De geriatrische revalidatie is er klaar voor om duidelijk te laten zien waar we voor staan en wat er van ons verwacht mag worden. Een standaard zal leiden tot minder praktijkvariatie, betere toepassing van wetenschappelijke kennis en bovendien tot minder inefficiëntie in de revalidatiepraktijk. Heel bijzonder was ook de hoge respons en het commitment van de deelnemers aan de studie; deze lag – ondanks de coronatijd – heel hoog; hieruit blijkt duidelijk dat deze ontwikkeling breed wordt gedragen.’
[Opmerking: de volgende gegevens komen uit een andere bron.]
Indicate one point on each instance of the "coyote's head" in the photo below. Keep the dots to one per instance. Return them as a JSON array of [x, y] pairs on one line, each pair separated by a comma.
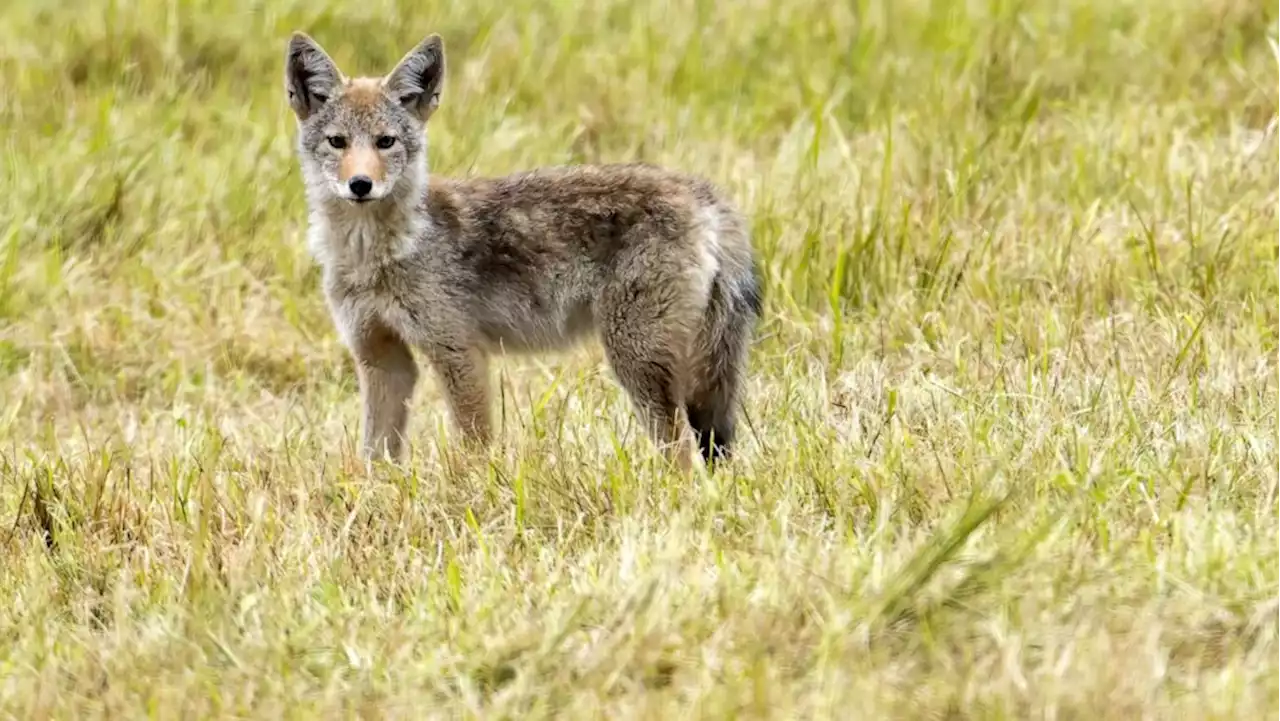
[[362, 140]]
Met kwaliteitsstandaard professionaliseringsslag voor de geriatrische revalidatie
ActiZ branchevereniging van zorgorganisatie is blij met de studie. ActiZ-bestuurder Ronald Schmidt, tevens lid van het Consortium: ‘Dit zijn randvoorwaarden die we nodig hebben om de zorgcontinuïteit nu en in de toekomst te borgen. Herstelzorg zoals GRZ en ELV zijn van groot belang in het bewerkstelligen dat ouderen langer thuis kunnen blijven wonen. Ook na ziekte of trauma.’ Volgens Schmidt helpt een kwaliteitsstandaard in de verdere  professionalisering en draagt het bij aan de juiste zorg op de juiste plek.

Inzicht in waar verdere ontwikkeling nodig is
De ontwikkelagenda geeft inzicht waar we met elkaar de komende jaren aan verder dienen te werken. Mathieu Prevoo, als bestuurder bij Verenso lid van het Consortium: ’De patiënten in de kortdurende revalidatie- en herstelzorg zijn gebaat bij een beschrijving van kwaliteit die landelijk wordt gedragen. Verenso gaat graag aan de slag om de kwaliteit van zorg uit de praktijk van de specialisten ouderengeneeskunde te beschrijven. Met de samenwerking vanuit het Consortium, maar ook met de andere beroepsverenigingen kunnen we kwaliteitsontwikkeling stimuleren vanuit de praktijk en onderzoek.’